There are many advantages associated with sharing, but what I want to talk about in this blog post is one aspect which has (in my opinion) contributed significantly to the very success of the rails ecosystem. Since I started working with rails, I’ve noticed that the community is full of nice and caring people who share their knowledge and help others learn. This is achieved in many different ways: from creating fully fledged learning sites like codeschool.com and railscasts.com (from which I have benefitted immensely) to the vast array of awesome, high quality, well-maintained ruby gems made available by community members. Often times, you find Rubyists contributing back to the community (as much as they can) which results in the ecosystem as a whole to be enriched further. Collectively, we have achieved a stack of tools, libraries and resources which are very helpful, and this couldn’t have been made possible if we had not had the virtue of sharing. Rails itself was extracted from DHH’s work on basecamp. He could have kept it to himself and not care to share his work with others, but he was generous enough to do so, and hence we have one of the best frameworks to develop web-based apps with (and in my opinion, a very well designed piece of software that brings much happiness to developers).
More tech companies should open up, too. Now, after talking to a fair number of people in IT, I have realised that unfortunately one of the things preventing some of them from sharing is that they think by making their recipes known, they “risk” giving away important & secret information about their idea, product or whatever it is that they are working on. This, I believe, is a false notion. Take cooking books for example. Chefs who write those books are not worried that someone might steal their secret recipe, open a restaurant next to theirs, and compete with them. That’s just not how it works.

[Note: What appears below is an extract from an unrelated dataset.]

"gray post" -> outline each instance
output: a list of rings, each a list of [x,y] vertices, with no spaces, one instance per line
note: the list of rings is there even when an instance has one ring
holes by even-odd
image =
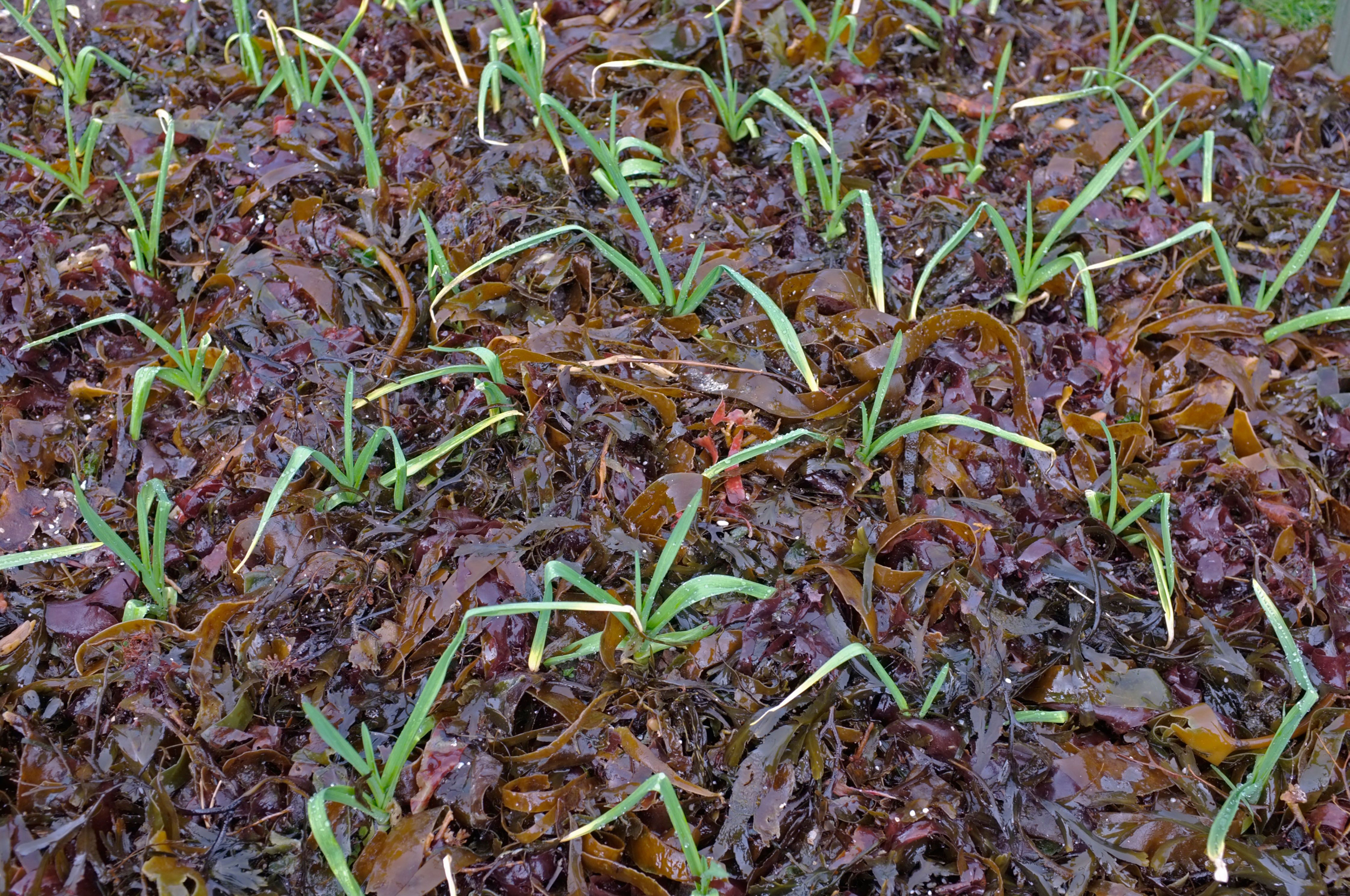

Lastly, another gain of sharing, which I have experienced personally, is the sense of joy that comes with it. It’s very satisfying to see others benefit from your recipes/solutions/methods, etc. So, do give it a try. A good way to start, you ask? I suggest you establish an online presence immediately, through a weblog. Fortunately in the ruby world, there is an awesome blogging engine, called Octopress, that makes this extremely simple. In fact, Octopress is the very engine that powers ParsaLabs weblog. In my next blog post, I am going to walk you through the steps involved in creating a weblog with Octopress and deploying it to heroku. So, stay tuned for that ;–)
Together we can achieve the unimaginable.